Case contribution: Dr Radhiana Hassan
- A 70 years old male
- Active smoker since teenagers
- History of cholecystectomy for gallbladder stone about 20 years ago
- Presented with incomplete voiding and occasional hematuria for one month
- Also had loss of appetite and loss of weight
- Multiple rounded well-defined lesions are seen in both lung fields.
- These lesions are of varying sizes involving all zones of the lung.
- No cavitation or calcification within these lesions.
- No obvious bone lesion is seen in the visualized bones. No bone destruction.
- Abdominal radiograph shows previous surgical clips, otherwise no significant finding.
- Both kidneys are normal in position and echogenicity.
- There is moderate to gross bilateral hydronephrosis.
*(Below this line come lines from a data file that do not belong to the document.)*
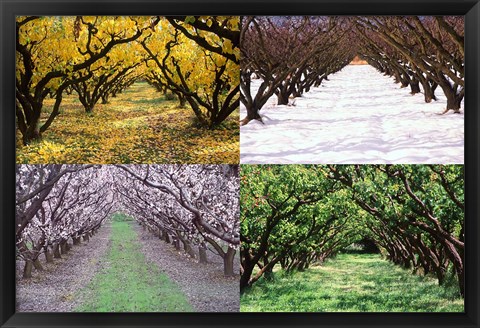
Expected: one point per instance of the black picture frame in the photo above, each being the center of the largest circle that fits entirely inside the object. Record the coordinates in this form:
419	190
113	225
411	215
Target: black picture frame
10	8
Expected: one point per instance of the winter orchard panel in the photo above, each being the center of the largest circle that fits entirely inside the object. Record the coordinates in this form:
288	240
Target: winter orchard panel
194	57
292	54
296	215
196	205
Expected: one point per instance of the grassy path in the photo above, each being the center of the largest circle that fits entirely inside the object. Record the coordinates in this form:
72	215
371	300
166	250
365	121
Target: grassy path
128	283
138	126
351	283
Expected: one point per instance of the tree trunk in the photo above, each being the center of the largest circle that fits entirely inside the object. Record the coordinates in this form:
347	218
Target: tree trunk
228	269
202	252
177	244
414	86
252	114
282	96
166	237
63	247
56	251
27	269
48	255
38	265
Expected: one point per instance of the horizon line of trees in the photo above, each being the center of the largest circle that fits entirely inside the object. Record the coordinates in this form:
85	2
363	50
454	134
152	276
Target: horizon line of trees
290	55
97	57
58	205
296	215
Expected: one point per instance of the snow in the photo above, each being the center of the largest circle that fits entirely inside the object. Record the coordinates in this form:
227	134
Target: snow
359	116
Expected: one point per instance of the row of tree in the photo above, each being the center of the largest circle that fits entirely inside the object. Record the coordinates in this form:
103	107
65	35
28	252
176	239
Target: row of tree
418	51
189	206
195	57
57	205
292	54
296	215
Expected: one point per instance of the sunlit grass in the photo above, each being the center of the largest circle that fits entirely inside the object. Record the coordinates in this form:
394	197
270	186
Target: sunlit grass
128	283
351	283
138	126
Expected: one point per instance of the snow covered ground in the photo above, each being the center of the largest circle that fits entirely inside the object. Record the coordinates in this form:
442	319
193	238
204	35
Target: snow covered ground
358	116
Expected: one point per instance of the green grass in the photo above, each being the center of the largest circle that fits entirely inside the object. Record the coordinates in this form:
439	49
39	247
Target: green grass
128	283
351	283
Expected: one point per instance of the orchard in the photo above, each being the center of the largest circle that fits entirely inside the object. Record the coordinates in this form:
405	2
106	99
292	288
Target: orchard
186	214
297	216
293	54
190	59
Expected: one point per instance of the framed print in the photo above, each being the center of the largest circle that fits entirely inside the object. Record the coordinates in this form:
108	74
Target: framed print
161	158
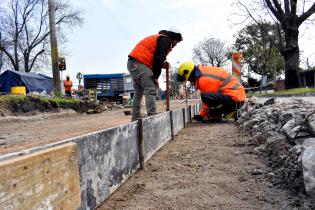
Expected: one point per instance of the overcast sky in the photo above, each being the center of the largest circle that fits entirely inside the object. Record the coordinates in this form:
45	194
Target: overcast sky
111	29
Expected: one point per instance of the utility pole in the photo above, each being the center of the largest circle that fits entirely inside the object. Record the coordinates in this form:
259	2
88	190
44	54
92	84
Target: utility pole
0	53
54	47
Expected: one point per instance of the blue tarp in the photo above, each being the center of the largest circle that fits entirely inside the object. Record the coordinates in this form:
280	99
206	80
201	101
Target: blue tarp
32	82
103	76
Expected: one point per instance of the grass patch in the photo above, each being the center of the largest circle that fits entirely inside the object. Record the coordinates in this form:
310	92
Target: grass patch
17	104
290	92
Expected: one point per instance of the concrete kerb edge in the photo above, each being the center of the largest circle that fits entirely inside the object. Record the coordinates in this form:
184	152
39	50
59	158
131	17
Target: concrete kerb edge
176	122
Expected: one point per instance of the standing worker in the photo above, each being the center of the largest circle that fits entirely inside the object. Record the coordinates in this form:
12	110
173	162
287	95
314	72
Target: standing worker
221	92
68	86
145	63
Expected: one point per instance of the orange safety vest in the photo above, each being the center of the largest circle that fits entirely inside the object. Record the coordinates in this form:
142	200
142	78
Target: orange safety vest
218	80
67	84
145	49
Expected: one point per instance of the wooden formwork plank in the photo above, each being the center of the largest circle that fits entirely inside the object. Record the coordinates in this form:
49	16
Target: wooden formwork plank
48	179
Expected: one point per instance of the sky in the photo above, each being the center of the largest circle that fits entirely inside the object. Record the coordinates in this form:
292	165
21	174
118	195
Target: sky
112	28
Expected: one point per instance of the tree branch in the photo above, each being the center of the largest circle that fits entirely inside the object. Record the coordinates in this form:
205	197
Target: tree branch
293	6
306	15
35	57
274	11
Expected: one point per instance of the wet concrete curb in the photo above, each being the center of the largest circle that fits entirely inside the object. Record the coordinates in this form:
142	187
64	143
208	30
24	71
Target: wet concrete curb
107	158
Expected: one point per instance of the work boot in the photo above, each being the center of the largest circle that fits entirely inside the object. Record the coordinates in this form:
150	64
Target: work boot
199	118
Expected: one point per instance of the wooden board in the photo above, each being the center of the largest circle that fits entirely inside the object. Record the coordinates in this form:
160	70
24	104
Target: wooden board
48	179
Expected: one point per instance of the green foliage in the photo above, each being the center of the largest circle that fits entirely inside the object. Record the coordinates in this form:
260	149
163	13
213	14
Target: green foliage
259	52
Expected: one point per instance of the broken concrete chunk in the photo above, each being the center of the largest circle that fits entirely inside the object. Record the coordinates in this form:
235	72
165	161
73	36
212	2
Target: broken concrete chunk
310	123
308	164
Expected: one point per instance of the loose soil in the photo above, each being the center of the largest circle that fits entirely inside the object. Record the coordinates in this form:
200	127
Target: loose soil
207	166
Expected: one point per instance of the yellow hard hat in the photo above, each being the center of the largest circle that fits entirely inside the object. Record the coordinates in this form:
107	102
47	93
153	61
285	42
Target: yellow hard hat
185	70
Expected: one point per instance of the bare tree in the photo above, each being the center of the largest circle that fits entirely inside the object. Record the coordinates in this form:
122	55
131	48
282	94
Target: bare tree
289	15
25	31
212	52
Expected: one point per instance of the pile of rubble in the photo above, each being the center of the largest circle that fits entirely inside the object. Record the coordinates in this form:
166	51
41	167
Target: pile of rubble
284	134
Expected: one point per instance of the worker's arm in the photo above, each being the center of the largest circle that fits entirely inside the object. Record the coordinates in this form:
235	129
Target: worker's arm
164	44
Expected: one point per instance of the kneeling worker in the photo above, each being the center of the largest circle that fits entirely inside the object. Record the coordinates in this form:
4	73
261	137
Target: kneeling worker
221	92
68	86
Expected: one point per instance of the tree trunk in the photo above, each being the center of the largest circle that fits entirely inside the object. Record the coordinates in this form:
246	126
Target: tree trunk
291	59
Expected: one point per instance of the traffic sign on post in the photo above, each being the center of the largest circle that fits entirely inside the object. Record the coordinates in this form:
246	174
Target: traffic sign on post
236	64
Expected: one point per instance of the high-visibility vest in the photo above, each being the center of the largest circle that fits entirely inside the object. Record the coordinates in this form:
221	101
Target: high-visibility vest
145	49
67	84
218	80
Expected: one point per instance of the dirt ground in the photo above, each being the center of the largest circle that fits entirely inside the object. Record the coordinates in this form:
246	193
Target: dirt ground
207	166
23	132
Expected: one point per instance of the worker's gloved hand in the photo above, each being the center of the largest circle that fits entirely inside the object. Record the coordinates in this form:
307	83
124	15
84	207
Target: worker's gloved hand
166	65
156	83
199	118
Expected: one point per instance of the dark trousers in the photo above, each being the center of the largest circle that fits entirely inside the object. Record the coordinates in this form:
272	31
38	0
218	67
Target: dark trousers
220	103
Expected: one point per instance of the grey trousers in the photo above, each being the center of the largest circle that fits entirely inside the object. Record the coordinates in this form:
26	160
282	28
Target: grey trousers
143	85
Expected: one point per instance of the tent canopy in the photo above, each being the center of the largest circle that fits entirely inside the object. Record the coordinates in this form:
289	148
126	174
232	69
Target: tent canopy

- The ureters are also dilated.
- The urinary bladder is empty with Foley’s balloon catheter in situ.
- There is diffuse thickening of urinary bladder wall.
CT scan findings:
- The urinary bladder wall is grossly and irregularly thickened, which is better seen on delayed images (yellow arrows).
- Both VUJ and distal ureters are obliterated by the mass.
- Marked perivesical fat stranding is seen.
- Normal prostate and seminal vesicles are not visualised likely involved.
- Bilateral nephrostomy tubes are in situ.
- Liver is enlarged with multiple hypodense liver lesions within.
- Portal vein is patent.
- An ill-defined irregular non enhancing hypodense lesion is seen in uncinate process of the pancreas . This lesion abuts the medial wall of D2 segment of the duodenum. The rest of the pancreas is normal.
- Both adrenal glands, spleen and bowel loops are normal.
- Multiple aorto-caval and paraaortic nodes are observed.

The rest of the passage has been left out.